Install the Flutter SDK. When you run the current version of flutter doctor
, it might list a different version of one of these packages. If it does, install the version it recommends.
- Run
firebase login
- Run
dart pub global activate flutterfire_cli
- Configure Flutter project running
flutterfire configure --project=<project-id>
For Android app use Android studio or run flutter build apk
and build/app/outputs/flutter-apk/app-release.apk
to install the app on the phone.
For iOS: Run cd ios
and run pod install
. Make sure mobile-provisioning profiles are present to install the app on-device.
This component consists of a Google Colab notebook to run the training. The Notebook will train ASR an open source model to recognize the speech of the user that recorded the training phrases.

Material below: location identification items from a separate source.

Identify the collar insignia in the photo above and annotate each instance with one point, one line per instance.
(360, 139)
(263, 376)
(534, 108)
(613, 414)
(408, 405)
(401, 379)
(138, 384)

Open the notebook in the training_colabs and follow the steps.
This component consist of a simple web application to serve the model trained in the previous step. The app is containerized and can be run in Google Cloud Run.
Copy the trained model (e.g. pytorch_model.bin
) into the api/custom_tiny_whisper_model/
folder. Place custom tiny whisper model in the custom_tiny_whisper_model directory as pytorch_model.bin.
Deploy the web app into Google Cloud Run following steps reported in the app README.
Following all Setup steps you installed the Project Euphonia App on your smartphone and the api on Google Cloud Run. You can now set the URL of the Google Cloud Run instance in the app Settings and start transcribing your speech.
This application supports localization, allowing it to be translated into different languages.
To contribute a new localization for the app, please follow these steps:
Create a new ARB file: Inside the /lib/l10n
directory, create a new file named according to the following pattern: app_COUNTRY_CODE.arb
.
Replace COUNTRY_CODE
with the appropriate two-letter ISO 639-1 language code (in lowercase). For example:
- For Italian, the file name would be
app_it.arb
. - For French, the file name would be
app_fr.arb
. - And so on.
Add translations: Open the newly created .arb
file and add your translations in the standard ARB (Application Resource Bundle) format. This is a JSON-based format where keys represent the identifiers of your text strings and values are their translations in the target language.
{
"appTitle": "Project Euphonia",
"recordButtonTitle": "Registra"
}
Contribute your changes: Once you have added the translations, add the file to the repository following our contributing guidelines.
Thank you for helping to make our app accessible to a wider audience!